I have told you this story to encourage children, boys and girls of all age groups, who are called dumb, dull and think themselves so. And the children who try and try, and yet are outstripped by others much brighter and quicker learners than they. Please, don't be disheartened, if you nvere claim a prize, or if you are at the bottom of the class generally.
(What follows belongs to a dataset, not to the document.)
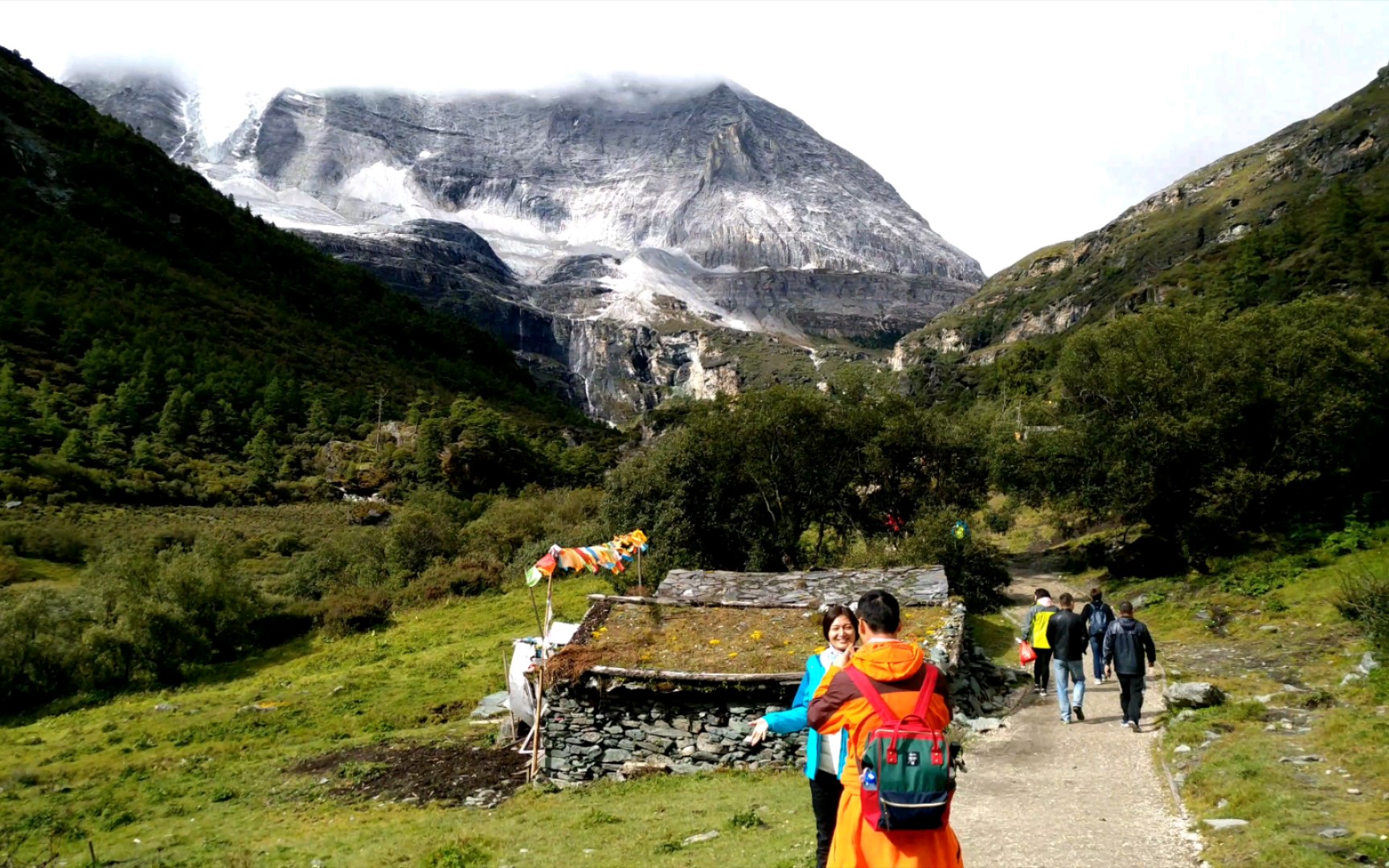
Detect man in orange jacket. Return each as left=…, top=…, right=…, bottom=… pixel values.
left=807, top=590, right=964, bottom=868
Keep working on and try to be cheerful and good-tempered. Most likely you are not stupid, though you may be a slow learner. Ther have been plenty of children who were reckoned dull, dumb and slow, who afterwards become great men and women. Some of the greatest men and women were not smart when they were small children. So cheer up, slow boys and girls; do what you can; do it thoroughly and solidly, and you may be wise and worthy men and women of this world. The life of our Master, Jesus Christ was, so far as we know, very quiet and retired for nearly thirty years. So be of good courage, slow boys and girls, there may be great things for you to do by-and-by, and most certainly there will be good things ahead, if you are studious, patient, earnest and obedient to the Master and Teacher - Jesus Christ!